¿Qué relación tienen el hielo y la sal?
El mundo de la expedición perdida de John Franklin en el Ártico nada tiene que ver con el de hoy y menos con el de mañana, más cercano al de ‘Los cantos de Hyperion’ de Dan Simmons
La sal —el cloruro de sodio—, sustancia que utilizamos para condimentar nuestras comidas, mantiene una relación —llamémosla iónica— con el hielo, puesto que, al añadir sal al agua helada, lo que estamos consiguiendo es mezclar las moléculas de agua con los iones de sodio y cloruro que componen la sal, impidiendo que dichas moléculas de agua formen cristales de hielo al alcanzar los 0°C.
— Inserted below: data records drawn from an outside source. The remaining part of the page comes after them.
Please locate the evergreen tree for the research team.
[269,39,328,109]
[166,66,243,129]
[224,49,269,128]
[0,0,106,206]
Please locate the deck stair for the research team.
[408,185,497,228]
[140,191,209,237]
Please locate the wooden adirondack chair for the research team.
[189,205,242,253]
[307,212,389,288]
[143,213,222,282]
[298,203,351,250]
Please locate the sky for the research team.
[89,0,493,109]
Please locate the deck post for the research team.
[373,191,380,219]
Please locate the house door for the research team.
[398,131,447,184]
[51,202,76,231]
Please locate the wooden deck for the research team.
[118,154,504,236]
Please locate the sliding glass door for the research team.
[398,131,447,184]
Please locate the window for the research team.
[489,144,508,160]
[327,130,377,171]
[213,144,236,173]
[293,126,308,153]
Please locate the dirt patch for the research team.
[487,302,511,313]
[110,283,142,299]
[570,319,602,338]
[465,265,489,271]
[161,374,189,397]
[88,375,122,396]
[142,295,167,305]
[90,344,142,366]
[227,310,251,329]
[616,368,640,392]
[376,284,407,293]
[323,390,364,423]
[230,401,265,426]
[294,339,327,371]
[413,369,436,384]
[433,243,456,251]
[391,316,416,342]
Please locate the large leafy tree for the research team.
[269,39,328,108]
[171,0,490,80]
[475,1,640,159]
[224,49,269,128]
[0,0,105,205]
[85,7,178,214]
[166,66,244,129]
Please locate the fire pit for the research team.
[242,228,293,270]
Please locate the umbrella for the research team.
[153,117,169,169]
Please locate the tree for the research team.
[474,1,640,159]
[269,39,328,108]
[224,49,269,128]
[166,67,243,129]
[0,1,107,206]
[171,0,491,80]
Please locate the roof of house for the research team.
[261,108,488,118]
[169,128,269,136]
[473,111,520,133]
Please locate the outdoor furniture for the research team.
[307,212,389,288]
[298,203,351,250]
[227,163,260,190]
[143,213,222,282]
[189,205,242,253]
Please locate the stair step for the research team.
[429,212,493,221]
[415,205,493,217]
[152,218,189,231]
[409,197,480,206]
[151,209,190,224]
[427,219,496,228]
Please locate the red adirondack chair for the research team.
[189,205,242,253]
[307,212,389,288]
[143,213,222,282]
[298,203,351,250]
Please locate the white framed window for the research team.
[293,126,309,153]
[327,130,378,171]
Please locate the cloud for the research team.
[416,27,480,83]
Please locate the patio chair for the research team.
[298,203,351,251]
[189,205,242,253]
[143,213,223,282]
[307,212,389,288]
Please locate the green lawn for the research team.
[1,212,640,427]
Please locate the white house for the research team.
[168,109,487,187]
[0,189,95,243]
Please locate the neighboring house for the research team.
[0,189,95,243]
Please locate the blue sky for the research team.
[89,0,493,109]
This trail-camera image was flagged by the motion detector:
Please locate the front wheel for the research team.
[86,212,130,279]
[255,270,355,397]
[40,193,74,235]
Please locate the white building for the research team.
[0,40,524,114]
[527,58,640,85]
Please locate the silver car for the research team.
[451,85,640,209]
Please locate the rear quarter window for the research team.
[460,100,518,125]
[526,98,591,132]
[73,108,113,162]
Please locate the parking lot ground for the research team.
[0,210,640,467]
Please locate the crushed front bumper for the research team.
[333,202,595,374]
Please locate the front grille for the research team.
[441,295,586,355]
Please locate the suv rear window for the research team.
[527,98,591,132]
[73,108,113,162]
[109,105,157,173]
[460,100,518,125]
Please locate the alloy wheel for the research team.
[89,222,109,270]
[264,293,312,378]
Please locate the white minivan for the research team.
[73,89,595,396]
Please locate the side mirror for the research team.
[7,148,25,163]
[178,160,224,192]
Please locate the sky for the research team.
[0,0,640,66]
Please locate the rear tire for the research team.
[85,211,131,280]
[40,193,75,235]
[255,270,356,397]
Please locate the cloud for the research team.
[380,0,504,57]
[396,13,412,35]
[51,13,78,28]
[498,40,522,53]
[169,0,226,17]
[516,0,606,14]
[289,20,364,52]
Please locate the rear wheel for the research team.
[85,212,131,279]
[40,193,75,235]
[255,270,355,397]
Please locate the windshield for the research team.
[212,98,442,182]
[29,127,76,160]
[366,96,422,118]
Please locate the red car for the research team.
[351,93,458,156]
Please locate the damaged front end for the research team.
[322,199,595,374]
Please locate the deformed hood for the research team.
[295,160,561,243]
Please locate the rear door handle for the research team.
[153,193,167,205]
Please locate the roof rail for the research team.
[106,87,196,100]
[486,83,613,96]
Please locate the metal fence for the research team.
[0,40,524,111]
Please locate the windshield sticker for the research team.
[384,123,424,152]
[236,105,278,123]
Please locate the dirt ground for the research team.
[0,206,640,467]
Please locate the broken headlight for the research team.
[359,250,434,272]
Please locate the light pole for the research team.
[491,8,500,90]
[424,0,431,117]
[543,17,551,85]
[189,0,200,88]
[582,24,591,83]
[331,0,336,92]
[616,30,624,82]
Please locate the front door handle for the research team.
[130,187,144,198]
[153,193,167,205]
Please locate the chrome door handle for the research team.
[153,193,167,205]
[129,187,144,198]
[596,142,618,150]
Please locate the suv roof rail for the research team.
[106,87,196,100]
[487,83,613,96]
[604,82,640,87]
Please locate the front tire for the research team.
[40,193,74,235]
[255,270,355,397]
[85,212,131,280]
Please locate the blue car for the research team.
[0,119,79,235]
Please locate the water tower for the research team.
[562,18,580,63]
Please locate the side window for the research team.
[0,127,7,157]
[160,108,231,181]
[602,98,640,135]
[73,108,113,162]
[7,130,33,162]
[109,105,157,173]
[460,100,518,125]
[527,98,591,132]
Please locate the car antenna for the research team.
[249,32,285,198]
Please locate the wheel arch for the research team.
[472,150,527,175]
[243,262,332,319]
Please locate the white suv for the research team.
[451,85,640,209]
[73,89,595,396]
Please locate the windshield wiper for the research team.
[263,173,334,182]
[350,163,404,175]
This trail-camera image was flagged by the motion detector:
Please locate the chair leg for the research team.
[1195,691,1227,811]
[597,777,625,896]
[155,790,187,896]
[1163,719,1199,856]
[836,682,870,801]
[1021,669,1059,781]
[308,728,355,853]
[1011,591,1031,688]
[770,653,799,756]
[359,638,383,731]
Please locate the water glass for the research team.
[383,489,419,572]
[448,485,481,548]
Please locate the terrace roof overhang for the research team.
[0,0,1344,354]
Por dicho motivo, se suele echar sal a los suelos cuando hay nieve. Con todo, la sal más indicada para derretir la nieve es el cloruro de calcio que derrite el hielo de forma más rápida, siendo de eficacia probada en temperaturas de -30°C, mientras que el cloruro de sodio pierde su efecto a partir de -6°C. Pero, dejemos por el momento los datos técnicos y volvamos a la sal marina, en este caso la del océano Ártico, ahí donde descubrimos una notable mixtura entre aguas dulces y saladas, encontrándose el agua dulce en la capa superior, más fría y menos densa, mientras que en la capa inferior están las aguas más cálidas y saladas. Y, por esto último, también más densas.
Con el drenaje de la salmuera y su hundimiento debido al peso añadido, tiene lugar el intercambio de masas a través de la circulación oceánica de las aguas del Polo Norte, fenómeno que experimentaron los hombres de la expedición que, en mayo de 1845, puso rumbo al océano Ártico desde el puerto de Greenhithe, Inglaterra, con el objetivo de descubrir el Paso del Noroeste —la ruta marítima que atraviesa el Ártico bordeando Norteamérica por el norte—. Para llevar a cabo la misión, se enrolaron más de un centenar marineros repartidos en dos barcos, el HMS Erebus y el HMS Terror.
Sir John Franklin fue el encargado de conducir una expedición de la que nunca más se supo hasta 14 años después de su partida, cuando, otra expedición, la dirigida por Sir Francis Leopold McClintock descubrió la señal del desastre en un mojón del hielo. A partir de este material histórico, el escritor norteamericano Dan Simmons recrea el suceso en una novela emocionante titulada El Terror (Roca editorial).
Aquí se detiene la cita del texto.